Assistir ao filme Jogos Vorazes faz parecer que Hollywood descobriu a luta de classes e se tornou “contestadora”. O filme apresenta uma crítica tão ingênua quanto o público ao qual se destina. É um discurso crítico que poderíamos chamar de complacente, já que deliberadamente se baseia em um modelo distópico de dominação já antigo e superado por uma forma mais cruel trazida pela Globalização: a transformação de humanos em inumanos, sem chance de integração, nem mesmo para serem objetos de exploração, refugos que tornam problema de controle populacional ou de saúde pública pandêmica.

O inumano no gênero reality show


Nem mesmo a “denúncia” que o filme apresenta sobre a manipulação nos bastidores de um reality show (a manipulação das variáveis feitas pela produção, a roteirização do programa que elimina a sua suposta natureza reality, a deliberada elaboração de papeis ou scripts para cada competidor etc.) pode ser levada a sério como “contestadora”. Desde a série da TV inglesa Dead Set (2008), uma sátira crítica aos reality shows ironicamente produzida pela empresa holandesa Endemol (cujo maior produto é o reality Big Brother), sabemos que esse gênero aprendeu a rir de si mesmo – sobre isso, veja links abaixo.

Criticar as supostas manipulações e conchavos de bastidores (como aborda o filme Jogos Vorazes) é supérfluo e até os próprios programas desse gênero já apresentam isso em seus making of e na imprensa especializadas em fofocas.

Tanto isso é verdade que ironicamente a maior franquia de programas do gênero é o Big Brother, numa referência irônica ao imaginário orwelliano do sistema autoritário de vigilância.

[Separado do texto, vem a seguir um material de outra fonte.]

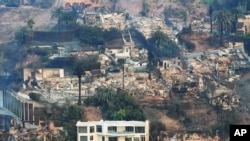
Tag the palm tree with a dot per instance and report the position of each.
(105, 94)
(244, 4)
(79, 72)
(210, 12)
(30, 24)
(237, 13)
(159, 38)
(224, 22)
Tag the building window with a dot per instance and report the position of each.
(82, 129)
(83, 138)
(113, 139)
(139, 129)
(112, 129)
(128, 139)
(129, 129)
(143, 138)
(91, 129)
(92, 138)
(136, 139)
(99, 128)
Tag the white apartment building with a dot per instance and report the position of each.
(113, 131)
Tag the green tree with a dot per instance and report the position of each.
(30, 24)
(35, 96)
(65, 17)
(145, 8)
(83, 64)
(237, 12)
(20, 35)
(119, 115)
(210, 12)
(116, 105)
(74, 112)
(158, 38)
(91, 35)
(79, 72)
(224, 21)
(155, 129)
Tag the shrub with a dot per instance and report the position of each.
(35, 96)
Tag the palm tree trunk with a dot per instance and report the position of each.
(80, 85)
(221, 34)
(211, 25)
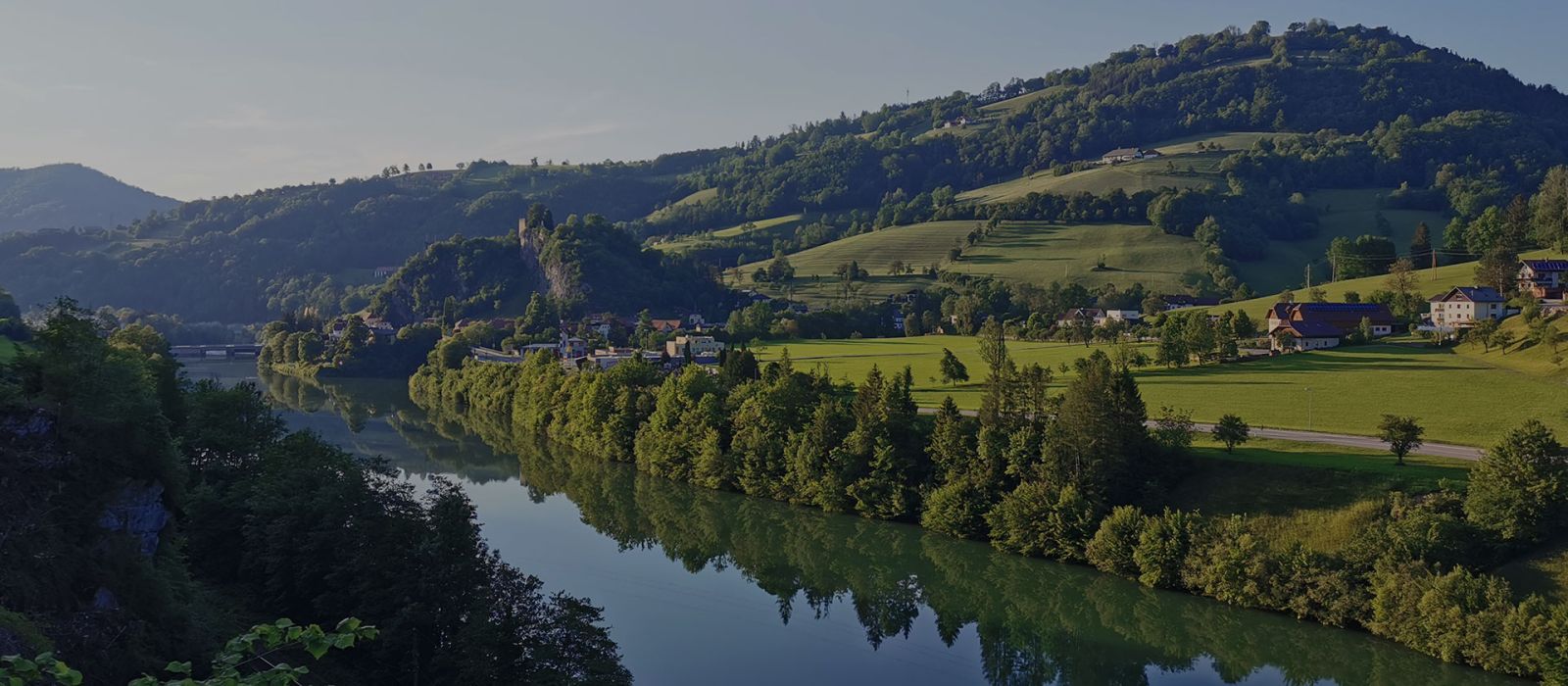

Sintoma de que a distopia de Orwell há muito já perdeu o seu pode crítico e de contestação: a evolução político-econômica e tecnológica contemporânea já há muito superou o Estado Big Brother.

Uma verdadeira crítica ao gênero reality show teria que sair do campo do escândalo moral para aprofundar a sua natureza inumana, assim como o filme Show de Truman fez: o protagonista era criança adotada de uma mãe que o rejeitou, e toda a sua vida foi simulada – inclusive seus traumas e psiquismo, elementos que supostamente nos tornariam humanos. A essência do reality show não é a crueldade sádica ou o voyeurismo desavergonhado dos espectadores: mas a espetacularização da exclusão, a naturalização de um sistema que exclui estrangeiros, velhos e derrotados em geral. Tão derrotados, que nem mais para serem explorados servem, a não ser para oferecerem-se como espetáculo da sua própria eliminação.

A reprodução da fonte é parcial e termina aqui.